Revela dicha propuesta una serie de contradicciones técnicas y retrocesos en narrativa oficial, que son aceptación no solo tácita, sino expresa, de los burdos errores cometidos en la reforma judicial.

Primero, el embuste del ahorro y el cambio de calendario 2027 contra 2028. La mayor contradicción radica en la fecha de la elección judicial, proponiendo postergar la elección de jueces hasta junio de 2028.

Olvidaron los morenos que en el debate del Plan B electoral, defendieron ferozmente la concurrencia de procesos en 2027 bajo el argumento de ahorrar costos operativos.

Este cambio es un reconocimiento de que el diseño original era inviable.

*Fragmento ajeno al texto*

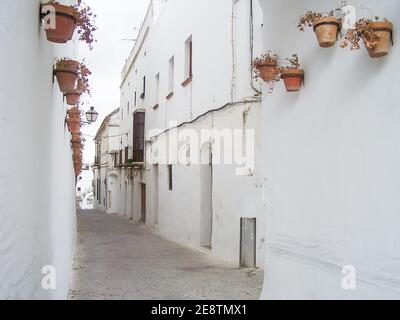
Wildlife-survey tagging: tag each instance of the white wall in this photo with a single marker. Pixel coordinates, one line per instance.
(331, 155)
(37, 184)
(221, 74)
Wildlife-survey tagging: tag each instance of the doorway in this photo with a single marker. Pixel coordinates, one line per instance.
(155, 194)
(206, 187)
(248, 242)
(143, 202)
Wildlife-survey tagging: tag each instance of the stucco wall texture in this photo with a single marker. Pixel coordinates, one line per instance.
(37, 183)
(332, 154)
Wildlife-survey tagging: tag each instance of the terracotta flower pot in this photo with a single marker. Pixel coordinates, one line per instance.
(77, 159)
(73, 97)
(384, 32)
(327, 30)
(268, 70)
(76, 137)
(293, 78)
(74, 113)
(65, 24)
(66, 72)
(76, 154)
(74, 124)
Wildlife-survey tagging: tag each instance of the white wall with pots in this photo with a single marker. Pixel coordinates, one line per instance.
(331, 155)
(37, 181)
(221, 75)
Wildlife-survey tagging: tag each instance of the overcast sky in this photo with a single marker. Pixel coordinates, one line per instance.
(116, 20)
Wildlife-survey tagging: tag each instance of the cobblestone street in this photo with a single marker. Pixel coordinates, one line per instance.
(118, 259)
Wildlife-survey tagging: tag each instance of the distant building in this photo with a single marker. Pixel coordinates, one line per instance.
(189, 71)
(84, 188)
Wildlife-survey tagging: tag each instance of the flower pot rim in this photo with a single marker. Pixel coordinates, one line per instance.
(67, 66)
(382, 26)
(327, 21)
(288, 72)
(268, 63)
(62, 9)
(73, 91)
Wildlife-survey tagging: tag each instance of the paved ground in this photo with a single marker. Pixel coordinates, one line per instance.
(117, 259)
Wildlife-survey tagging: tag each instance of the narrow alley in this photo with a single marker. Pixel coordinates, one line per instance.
(119, 260)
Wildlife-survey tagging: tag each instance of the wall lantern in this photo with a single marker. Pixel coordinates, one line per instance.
(91, 115)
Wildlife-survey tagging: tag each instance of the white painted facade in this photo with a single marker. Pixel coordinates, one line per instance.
(84, 187)
(331, 155)
(37, 180)
(205, 206)
(106, 196)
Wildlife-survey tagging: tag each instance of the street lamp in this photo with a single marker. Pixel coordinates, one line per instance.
(91, 115)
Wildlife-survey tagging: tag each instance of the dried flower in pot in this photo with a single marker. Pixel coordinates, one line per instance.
(377, 36)
(74, 113)
(73, 96)
(292, 75)
(77, 147)
(265, 67)
(326, 27)
(76, 138)
(66, 72)
(74, 124)
(65, 22)
(85, 23)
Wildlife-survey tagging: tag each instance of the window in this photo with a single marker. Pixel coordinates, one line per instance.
(157, 92)
(189, 58)
(171, 79)
(170, 186)
(143, 95)
(138, 136)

Insistieron en que el 2027 era la fecha ideal por austeridad, ahora admiten que la logística es un problema, proponiendo un cambio al vapor que es auténtico parche legal.

El otro cambio solicitado es el regreso de las Salas, para que la Suprema Corte de Justicia de la Nación funcione también en dos secciones para gestionar la carga de trabajo.

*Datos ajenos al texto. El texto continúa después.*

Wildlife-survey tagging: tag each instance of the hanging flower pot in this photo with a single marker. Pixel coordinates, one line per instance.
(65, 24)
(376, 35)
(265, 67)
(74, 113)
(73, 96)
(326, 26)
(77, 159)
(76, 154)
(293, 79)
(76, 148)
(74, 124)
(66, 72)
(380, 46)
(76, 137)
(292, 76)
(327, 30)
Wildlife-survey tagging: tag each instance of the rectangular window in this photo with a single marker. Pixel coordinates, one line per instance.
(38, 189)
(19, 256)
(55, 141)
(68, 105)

Olvidaron de nuevo -que memoria tan flaca- que el texto constitucional vigente, producto de la reforma de septiembre de 2024, eliminó las salas para que el tribunal funcionara exclusivamente en Pleno, bajo el argumento de que así evitarían resoluciones contradictorias y simulación.

Pues ahora regresan a las Salas, mediante secciones, en un ir y venir que es demostración palpable de una improvisación técnica que desmorona la certidumbre jurídica, aceptación de fracaso del modelo de funcionamiento exclusivo en Pleno, por la sobrecarga de asuntos, que se les dijo hasta el cansancio y necios no quisieron escuchar.

La reforma electoral no es otra cosa que avance centralista, en franco ataque del Federalismo, cuando establece que los estados deberán «sujetarse estrictamente» y replicar el modelo federal en sus elecciones locales.

Este criterio choca con el vigente artículo 40 constitucional, que define a los estados como libres y soberanos en su régimen interior, ya que les niega a los Congresos locales su derecho constitucional a legislar, obligándolos a copiar la reforma punto por punto y coma tras coma.
Dejan las entidades de ser soberanas para convertirse en extensiones administrativas del Ejecutivo Federal.

Como si no bastara todo lo anterior, en el colmo de la desfachatez, e intentando resolver la complejidad de la boleta electoral, introduce nuevas dudas que afectan el principio constitucional de la equidad.

Esa simplificación del voto y el uso de la insaculación pública para depurar las listas de candidatos antes de la elección es contradicción también evidente, una más, del discurso oficial.

No puede dejar de señalarse el gravísimo impacto en la certidumbre institucional y económica que pega en las calificadoras internacionales y la atracción de inversión.

La improvisación constante y el abandono de la democracia deliberativa permitiendo leyes al vapor sin debate generan un estado de indefensión que asusta a los inversionistas y erosiona el Estado de Derecho.